A pragmatic Bayesian perspective on correlation analysis: The exoplanetary gravity - stellar activity case

TL;DR

This paper demonstrates how Bayesian methods can be applied to correlation analysis, specifically between exoplanetary gravity and stellar activity, providing more robust and informative results than traditional p-value approaches.

Contribution

It introduces a practical, Python-based Bayesian tool for correlation assessment, highlighting its advantages over classical methods and encouraging wider adoption in scientific research.

Findings

Bayesian analysis supports a correlation between planetary gravity and stellar activity.

Results are more robust and informative than traditional p-value methods.

The provided Python code is user-friendly and adaptable for various problems.

Abstract

We apply the Bayesian framework to assess the presence of a correlation between two quantities. To do so, we estimate the probability distribution of the parameter of interest, $\rho$, characterizing the strength of the correlation. We provide an implementation of these ideas and concepts using python programming language and the pyMC module in a very short ($\sim$130 lines of code, heavily commented) and user-friendly program. We used this tool to assess the presence and properties of the correlation between planetary surface gravity and stellar activity level as measured by the log($R'_{\mathrm{HK}}$) indicator. The results of the Bayesian analysis are qualitatively similar to those obtained via p-value analysis, and support the presence of a correlation in the data.

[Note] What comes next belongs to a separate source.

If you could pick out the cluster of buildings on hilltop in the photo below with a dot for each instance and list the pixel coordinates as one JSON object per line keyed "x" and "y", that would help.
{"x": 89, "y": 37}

The results are more robust in their derivation and more informative, revealing interesting features such as asymmetric posterior distributions or markedly different credible intervals, and allowing for a deeper exploration. We encourage the reader interested in this kind of problem to apply our code to his/her own scientific problems. The full understanding of what the Bayesian framework is can only be gained through the insight that comes by handling priors, assessing the convergence of Monte Carlo runs, and a multitude of other practical problems. We hope to contribute so that Bayesian analysis becomes a tool in the toolkit of researchers, and they understand by experience its advantages and limitations.